INSIDIE - Quando si pensa all’Iraq, in filigrana compare l’espressione grifagna di Bush e dei suoi compari, incluso l’attuale premier italiano. Scontato il fallimento, la scelta di Washington va dunque verso il disimpegno. Un altro focolaio di tensione, ancor più temibile, convoglia ora gli sforzi dell’ amministrazione americana. Obama ha già fatto capire come la pensa: mollerà la presa in Iraq entro l’anno prossimo per concentrare l’attenzione sull’Afghanistan. Sulla sua scrivania si accumulano rapporti inquietanti dai quali si evince che i talebani, lungi dall’essere sconfitti, stanno riconquistando posizioni su posizioni. Quella che doveva essere una punizione esemplare per le Torri gemelle potrebbe diventare un nuovo Vietnam. Volendo evitare che Kabul si trasformi nella sua Saigon, Obama appare determinato a giocare nella regione la carta della diplomazia mai usata dal suo predecessore. Nell’ottica del presidente solo il dialogo con tutti, anche con gli insorti, può restituire stabilità a un paese in cui prevalgono la violenza, la prevaricazione, l’oppio, l’umiliazione delle donne e il fanatismo religioso.Per questo si è aperto agli ayatollah di Teheran, interlocutori indispensabili per costruire una rete di sicurezza in una zona del mondo carica di insidie.

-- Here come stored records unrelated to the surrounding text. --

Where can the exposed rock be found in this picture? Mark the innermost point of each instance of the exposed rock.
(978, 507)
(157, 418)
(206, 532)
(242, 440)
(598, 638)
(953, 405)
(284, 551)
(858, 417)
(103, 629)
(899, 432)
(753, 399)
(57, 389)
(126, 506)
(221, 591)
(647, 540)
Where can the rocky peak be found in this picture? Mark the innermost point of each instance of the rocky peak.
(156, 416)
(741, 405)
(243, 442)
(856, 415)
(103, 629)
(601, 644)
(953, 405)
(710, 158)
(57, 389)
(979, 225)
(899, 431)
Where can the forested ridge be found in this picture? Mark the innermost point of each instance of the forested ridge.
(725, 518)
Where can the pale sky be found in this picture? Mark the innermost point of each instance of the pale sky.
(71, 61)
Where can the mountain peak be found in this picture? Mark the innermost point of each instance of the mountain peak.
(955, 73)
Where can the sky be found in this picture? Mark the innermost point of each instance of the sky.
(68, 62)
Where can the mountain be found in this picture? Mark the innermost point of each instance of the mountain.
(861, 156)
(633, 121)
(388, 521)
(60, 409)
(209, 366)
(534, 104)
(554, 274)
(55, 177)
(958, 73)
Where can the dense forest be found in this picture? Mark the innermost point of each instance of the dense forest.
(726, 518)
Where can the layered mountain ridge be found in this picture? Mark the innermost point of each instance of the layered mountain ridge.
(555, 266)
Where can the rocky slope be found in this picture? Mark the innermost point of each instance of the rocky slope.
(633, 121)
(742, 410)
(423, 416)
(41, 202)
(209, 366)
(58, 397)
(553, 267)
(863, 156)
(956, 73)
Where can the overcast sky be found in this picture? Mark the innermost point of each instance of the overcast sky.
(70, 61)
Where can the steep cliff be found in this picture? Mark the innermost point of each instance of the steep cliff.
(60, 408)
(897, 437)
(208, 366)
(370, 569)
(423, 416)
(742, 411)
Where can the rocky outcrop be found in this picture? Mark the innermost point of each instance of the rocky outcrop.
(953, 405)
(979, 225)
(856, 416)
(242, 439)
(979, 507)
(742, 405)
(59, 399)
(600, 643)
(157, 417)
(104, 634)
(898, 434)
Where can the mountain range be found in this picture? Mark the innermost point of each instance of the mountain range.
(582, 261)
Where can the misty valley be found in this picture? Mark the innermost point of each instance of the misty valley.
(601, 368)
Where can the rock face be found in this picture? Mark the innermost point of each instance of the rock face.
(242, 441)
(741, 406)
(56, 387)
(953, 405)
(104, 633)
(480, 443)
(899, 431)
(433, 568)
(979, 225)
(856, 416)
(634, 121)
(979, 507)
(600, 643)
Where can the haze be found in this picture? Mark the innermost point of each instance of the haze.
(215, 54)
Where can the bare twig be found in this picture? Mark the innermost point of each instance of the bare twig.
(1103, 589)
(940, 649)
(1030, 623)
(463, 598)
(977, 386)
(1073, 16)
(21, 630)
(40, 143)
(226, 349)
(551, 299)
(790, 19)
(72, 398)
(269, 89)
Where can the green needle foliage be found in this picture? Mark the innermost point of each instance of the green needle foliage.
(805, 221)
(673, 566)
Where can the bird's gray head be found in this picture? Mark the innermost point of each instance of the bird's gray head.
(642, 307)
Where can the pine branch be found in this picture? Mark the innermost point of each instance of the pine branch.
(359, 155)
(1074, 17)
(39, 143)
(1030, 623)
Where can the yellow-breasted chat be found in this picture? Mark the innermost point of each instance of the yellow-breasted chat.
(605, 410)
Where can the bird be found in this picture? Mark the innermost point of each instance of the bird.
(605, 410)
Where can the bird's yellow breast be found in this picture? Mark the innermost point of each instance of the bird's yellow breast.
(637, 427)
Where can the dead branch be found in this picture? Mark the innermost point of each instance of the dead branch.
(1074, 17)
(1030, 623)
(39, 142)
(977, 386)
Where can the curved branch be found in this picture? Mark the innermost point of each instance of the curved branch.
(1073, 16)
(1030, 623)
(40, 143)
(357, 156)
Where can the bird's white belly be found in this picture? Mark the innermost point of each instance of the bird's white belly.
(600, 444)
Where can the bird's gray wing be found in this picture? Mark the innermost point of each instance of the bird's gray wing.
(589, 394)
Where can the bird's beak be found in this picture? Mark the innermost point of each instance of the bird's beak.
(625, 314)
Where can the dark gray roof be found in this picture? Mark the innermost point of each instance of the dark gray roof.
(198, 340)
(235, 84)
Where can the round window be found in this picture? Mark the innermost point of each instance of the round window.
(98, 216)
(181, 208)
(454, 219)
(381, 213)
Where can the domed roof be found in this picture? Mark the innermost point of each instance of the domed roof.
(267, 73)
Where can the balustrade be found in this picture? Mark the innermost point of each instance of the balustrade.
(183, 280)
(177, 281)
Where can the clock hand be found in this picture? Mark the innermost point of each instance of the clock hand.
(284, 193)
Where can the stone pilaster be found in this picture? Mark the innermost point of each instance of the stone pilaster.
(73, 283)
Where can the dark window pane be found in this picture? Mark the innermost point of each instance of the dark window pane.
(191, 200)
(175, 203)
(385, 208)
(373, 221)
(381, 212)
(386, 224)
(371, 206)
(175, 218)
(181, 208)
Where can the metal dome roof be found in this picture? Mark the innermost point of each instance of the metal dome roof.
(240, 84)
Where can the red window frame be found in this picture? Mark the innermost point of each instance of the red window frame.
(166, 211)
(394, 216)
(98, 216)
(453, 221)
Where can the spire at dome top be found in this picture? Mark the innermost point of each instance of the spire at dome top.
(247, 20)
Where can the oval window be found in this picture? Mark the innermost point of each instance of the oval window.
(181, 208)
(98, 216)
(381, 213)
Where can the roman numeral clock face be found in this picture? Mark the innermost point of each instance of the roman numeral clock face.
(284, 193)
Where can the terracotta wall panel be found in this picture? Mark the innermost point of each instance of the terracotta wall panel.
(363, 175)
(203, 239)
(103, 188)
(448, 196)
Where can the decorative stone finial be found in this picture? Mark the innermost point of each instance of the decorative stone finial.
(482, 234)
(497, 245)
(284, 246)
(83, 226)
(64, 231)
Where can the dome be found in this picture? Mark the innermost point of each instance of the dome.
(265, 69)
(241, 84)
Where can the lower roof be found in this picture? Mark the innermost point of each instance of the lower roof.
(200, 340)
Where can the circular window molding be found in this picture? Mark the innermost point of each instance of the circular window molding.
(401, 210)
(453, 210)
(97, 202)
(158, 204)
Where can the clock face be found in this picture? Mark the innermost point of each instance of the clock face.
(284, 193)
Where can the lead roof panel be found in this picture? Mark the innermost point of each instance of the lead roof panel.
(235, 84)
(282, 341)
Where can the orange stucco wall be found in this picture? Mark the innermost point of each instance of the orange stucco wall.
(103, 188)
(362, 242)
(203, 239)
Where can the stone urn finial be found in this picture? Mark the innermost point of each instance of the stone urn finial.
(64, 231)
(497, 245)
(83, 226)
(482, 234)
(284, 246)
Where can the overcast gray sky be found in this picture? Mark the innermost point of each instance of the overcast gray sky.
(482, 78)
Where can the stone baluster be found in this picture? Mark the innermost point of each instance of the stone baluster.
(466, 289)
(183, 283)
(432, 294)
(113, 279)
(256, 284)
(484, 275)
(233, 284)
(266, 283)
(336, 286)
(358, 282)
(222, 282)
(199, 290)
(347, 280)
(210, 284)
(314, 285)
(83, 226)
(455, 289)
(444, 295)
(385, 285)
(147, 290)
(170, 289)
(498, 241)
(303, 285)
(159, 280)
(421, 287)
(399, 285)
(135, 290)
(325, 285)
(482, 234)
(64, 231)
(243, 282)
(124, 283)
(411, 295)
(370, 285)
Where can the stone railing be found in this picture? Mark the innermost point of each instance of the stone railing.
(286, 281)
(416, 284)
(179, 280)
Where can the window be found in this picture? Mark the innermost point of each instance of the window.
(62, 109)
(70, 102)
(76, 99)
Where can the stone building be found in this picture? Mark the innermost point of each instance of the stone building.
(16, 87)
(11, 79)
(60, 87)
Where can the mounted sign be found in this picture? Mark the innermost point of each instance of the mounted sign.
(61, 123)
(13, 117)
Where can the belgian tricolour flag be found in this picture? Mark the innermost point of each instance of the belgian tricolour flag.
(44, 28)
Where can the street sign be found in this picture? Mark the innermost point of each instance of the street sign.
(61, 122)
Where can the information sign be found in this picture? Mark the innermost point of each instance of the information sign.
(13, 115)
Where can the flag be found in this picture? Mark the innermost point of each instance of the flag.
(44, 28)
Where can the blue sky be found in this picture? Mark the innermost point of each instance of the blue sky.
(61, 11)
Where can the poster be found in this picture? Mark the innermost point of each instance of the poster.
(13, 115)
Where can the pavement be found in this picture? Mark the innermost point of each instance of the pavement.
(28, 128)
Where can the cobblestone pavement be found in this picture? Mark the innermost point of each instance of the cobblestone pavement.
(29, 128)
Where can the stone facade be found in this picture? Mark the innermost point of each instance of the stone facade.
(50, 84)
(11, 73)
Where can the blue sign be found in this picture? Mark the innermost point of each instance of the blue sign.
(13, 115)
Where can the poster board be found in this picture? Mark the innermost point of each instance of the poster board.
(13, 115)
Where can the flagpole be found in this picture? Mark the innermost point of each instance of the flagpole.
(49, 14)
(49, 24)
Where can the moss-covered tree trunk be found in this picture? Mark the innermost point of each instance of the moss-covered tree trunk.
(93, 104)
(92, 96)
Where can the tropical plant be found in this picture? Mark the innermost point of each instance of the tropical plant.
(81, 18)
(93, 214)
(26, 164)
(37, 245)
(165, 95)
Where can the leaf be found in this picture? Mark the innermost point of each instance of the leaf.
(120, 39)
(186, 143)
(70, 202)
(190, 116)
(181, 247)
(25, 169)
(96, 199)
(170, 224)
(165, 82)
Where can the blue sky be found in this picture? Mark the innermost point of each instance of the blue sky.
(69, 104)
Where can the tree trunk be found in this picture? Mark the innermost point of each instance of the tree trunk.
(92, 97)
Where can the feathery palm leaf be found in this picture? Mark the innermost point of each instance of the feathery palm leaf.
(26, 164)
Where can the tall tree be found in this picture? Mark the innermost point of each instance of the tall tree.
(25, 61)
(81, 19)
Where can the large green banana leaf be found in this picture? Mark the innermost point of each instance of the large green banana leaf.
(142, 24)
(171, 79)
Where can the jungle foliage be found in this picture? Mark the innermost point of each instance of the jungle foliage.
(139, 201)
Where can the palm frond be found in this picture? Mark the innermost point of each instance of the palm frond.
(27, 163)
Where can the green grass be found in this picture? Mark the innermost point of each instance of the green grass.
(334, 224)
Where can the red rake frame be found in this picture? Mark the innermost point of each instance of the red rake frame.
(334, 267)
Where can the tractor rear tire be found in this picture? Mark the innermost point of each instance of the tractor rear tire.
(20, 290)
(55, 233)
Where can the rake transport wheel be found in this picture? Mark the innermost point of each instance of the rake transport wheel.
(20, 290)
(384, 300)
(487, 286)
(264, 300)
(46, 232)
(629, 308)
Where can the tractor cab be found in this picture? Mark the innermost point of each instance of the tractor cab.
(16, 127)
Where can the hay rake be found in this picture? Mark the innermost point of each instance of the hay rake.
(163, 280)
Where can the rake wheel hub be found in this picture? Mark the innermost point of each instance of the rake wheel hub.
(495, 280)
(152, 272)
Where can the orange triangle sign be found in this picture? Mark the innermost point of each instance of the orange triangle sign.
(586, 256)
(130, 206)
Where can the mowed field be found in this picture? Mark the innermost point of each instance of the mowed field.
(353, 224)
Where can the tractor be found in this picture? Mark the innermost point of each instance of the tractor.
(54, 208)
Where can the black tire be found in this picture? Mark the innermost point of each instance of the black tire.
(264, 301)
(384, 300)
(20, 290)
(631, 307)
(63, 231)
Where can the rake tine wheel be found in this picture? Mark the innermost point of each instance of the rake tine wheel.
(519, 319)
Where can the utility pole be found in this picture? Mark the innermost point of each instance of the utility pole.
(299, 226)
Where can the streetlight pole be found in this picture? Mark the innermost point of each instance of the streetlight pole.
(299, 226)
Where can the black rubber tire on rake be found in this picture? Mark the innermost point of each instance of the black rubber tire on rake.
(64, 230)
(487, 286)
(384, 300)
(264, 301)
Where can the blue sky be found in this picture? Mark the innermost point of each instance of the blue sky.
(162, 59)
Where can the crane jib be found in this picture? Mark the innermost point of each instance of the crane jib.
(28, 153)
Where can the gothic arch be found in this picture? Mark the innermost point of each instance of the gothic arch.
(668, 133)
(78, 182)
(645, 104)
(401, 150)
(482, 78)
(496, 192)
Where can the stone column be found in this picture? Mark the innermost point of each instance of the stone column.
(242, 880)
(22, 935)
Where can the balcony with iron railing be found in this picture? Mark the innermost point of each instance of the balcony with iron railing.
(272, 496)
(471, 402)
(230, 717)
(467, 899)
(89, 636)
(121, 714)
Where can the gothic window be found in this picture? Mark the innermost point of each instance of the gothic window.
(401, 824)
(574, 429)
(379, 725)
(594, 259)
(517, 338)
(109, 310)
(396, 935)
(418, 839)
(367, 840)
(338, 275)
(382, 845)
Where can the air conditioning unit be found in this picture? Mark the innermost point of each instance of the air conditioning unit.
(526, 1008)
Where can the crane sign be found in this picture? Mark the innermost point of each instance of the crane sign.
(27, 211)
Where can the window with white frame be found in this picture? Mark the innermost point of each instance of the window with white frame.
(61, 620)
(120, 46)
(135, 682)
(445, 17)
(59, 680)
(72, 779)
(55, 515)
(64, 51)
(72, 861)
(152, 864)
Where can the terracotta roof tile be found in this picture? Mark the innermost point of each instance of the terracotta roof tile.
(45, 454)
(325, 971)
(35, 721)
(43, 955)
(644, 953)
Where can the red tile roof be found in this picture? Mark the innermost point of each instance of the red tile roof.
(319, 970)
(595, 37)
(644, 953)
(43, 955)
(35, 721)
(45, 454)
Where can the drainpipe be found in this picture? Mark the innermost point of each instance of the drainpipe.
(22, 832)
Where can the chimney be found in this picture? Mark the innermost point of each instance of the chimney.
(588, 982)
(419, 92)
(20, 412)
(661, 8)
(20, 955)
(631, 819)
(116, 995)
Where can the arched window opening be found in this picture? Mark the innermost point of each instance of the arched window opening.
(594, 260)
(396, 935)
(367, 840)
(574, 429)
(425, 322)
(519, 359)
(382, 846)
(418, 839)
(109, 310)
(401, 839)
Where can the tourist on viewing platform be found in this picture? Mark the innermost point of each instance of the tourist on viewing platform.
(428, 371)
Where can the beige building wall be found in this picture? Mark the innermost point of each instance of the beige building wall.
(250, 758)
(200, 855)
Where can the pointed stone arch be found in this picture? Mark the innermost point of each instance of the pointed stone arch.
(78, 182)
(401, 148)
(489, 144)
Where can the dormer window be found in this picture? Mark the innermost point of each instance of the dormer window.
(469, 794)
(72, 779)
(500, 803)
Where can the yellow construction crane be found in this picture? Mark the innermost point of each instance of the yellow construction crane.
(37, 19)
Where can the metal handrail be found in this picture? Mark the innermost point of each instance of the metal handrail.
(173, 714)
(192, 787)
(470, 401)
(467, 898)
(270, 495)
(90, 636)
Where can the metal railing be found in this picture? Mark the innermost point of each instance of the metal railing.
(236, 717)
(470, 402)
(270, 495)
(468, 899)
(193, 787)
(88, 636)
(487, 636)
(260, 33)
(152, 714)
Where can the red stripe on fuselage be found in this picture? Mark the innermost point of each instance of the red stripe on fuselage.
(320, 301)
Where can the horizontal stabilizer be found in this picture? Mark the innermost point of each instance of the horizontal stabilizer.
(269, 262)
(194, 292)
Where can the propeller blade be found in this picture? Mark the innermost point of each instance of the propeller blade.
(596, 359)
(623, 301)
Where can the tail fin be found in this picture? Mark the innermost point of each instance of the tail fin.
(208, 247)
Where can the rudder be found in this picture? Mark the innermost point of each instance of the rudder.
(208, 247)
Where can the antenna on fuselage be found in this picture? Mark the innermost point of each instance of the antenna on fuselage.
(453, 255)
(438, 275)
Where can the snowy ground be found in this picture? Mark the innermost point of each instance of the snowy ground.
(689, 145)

MOLLEZZE - Sarebbe piaciuta a Bunuel, implacabile fustigatore delle mollezze borghesi, la battuta di caccia che ha stroncato la carriera del ministro spagnolo Bermejo. Oddio, qualcuno dirà che sparare ai cervi non è proibito. Questione di gusti. L’ alto esponente governativo non era però un borghesuccio qualunque, bensì il Guardasigilli di Zapatero. Il nume tutelare della giustizia è stato colto a praticare il suo hobby sprovvisto dei permessi adeguati ed a tu per tu con il giudice Garzon che indaga sulla Tangentopoli dei Popolari. Un cocktail indigesto. C’erano tutti gli ingredienti per uno scandalo di ampie proporzioni che solo le dimissioni del ministro hanno scongiurato in extremis. Se il peggio è passato, resta tuttavia l’imbarazzo per una vicenda che vede la sinistra nuovamente in difficoltà nell’evitare le trappole disseminate lungo il cammino della politica dal fascino indiscreto del potere. E pensare che un lontano collega svizzero di Bermejo, l'ex ministro Willy Ritschard, socialista tutto d’un pezzo, per recarsi in ufficio preferiva il tram all’auto di servizio. La questione morale si serve anche così, con i piccoli, grandi gesti quotidiani.